L’humour pas net des cagoulés du net
Emmanuel Macron a lancé un grand débat sur les menaces d’internet et l’impact des réseaux sociaux sur la démocratie. Alors que se profilent à l’horizon les deux scrutins pivots de notre république (municipales puis présidentielle), de récentes élections dans d’ex-pays de l’Est ont mis en évidence de gigantesques manipulations, via le net, qui ont modifié le sort des urnes. En quelques semaines, certains partis ont décuplé leur audience.

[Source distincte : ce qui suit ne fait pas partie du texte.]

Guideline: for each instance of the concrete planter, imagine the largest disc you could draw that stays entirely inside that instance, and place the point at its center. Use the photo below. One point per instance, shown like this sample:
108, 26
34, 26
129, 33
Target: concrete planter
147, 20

Mais c’est une autre affaire Macron qui a défrayé la chronique cette semaine avec le procès intenté à des internautes, accusés de harceler l’épouse du Président depuis des années au motif qu’elle serait en réalité un homme, en l’accusant même de pédophilie. Y compris de l’autre côté de l’Atlantique où la même rumeur a fait la notoriété et la fortune d’une influenceuse fan de Trump.
Ah bon, c’est de l’humour ?
On s’attendait à voir les accusés arriver tête basse, à ce procès de l’indignité humaine, mais certains d’entre eux sont arrivés au contraire, très bravaches, en inversant les rôles, se muant en victimes d’un système qui veut faire taire « l’humour, la liberté d’expression et l’esprit Charlie ». Telle la « médium » Delphine Jégousse, alias Amandine Roy sur internet (notre photo) puisque chacun agit bien planqué derrière un pseudo.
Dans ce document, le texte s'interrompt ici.